Dear List(s),
Last week I have posted a request for help pertaining to the issue
of how to analyse repeated measurement data with some rather unusual
dimensions (N=120 subjects giving a time series with T=120 occassions
each). To my pleasure, there have been as much as 12 replies which are
given below. Beforehand, the original posting is given.
For those of you who don't want to read through all of these, here is
a short summary.
Roughly, responses/recommendations can be classified into 5 categories:
a) Make use of all information available and put them into a form
suitable for state-space models or vector-ARIMA-analyses.

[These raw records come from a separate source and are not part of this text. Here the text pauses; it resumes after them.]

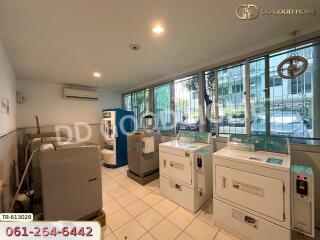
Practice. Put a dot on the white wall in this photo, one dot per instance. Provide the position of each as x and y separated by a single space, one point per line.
8 136
7 91
46 100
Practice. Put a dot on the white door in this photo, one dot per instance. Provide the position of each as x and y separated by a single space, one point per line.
176 167
259 193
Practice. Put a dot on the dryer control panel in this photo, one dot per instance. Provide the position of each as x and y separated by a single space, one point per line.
201 158
302 199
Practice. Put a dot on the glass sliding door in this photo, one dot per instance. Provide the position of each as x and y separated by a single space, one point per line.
186 103
257 97
231 100
161 101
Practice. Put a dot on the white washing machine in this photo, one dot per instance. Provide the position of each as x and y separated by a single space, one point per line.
251 189
186 169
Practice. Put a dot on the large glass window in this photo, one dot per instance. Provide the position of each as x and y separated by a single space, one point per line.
161 107
231 98
140 105
257 96
209 101
278 107
127 102
186 103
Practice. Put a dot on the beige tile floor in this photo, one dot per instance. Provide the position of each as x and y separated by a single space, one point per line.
140 212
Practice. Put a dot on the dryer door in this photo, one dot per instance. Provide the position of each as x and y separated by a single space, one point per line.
177 167
256 192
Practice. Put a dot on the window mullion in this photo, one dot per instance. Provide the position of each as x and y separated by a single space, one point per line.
247 95
172 108
267 94
216 104
202 89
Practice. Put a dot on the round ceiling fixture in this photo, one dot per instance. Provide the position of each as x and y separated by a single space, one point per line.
292 67
134 47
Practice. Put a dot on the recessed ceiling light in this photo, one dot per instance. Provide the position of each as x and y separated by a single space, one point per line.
134 47
96 74
158 29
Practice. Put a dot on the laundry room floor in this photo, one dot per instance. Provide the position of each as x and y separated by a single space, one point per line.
140 212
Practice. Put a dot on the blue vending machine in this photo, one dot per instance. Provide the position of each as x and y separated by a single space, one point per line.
117 123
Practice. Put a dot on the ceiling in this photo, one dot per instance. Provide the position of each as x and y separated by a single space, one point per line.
67 40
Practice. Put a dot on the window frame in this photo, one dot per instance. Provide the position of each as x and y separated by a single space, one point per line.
202 87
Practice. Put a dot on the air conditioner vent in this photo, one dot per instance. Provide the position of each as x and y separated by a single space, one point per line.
76 93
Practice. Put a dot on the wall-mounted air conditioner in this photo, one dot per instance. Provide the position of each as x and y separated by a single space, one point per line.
77 93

Frankly: this seems to go beyond my capabilities, and I am
inclined to take the penalty of reducing the data as pro-
posed by other responders.
b) Perform time series analyses for each subject and boil the
data down to certain parameters. Read these into a secondary
data set and merge it somehow with the original one in order to
preserve design variables like treat/control, sex and age or the
like. Finally, use these data for "standard" analyses to test for
hypotheses of homogeneity of subjects within groups or differences
across groups (implying some MANOVA-style model).
Going to extremes, one could obtain a single parameter like a slope
for each subject and perform univariate analyses with regard to
higher stratum levels.
Another response in this direction suggested fitting a spline
model for each subject and use spline components for subsequent
ANOVA-style models. I understand that this could be done using
proc transreg in SAS, but I am not sure whether this procedure does
in fact account for the time dependency in the individual data giving
the spline.
c) Reduce the repeated measurement frequency in the first place and
then perform (M)ANOVA-style analyses with a time factor of (then)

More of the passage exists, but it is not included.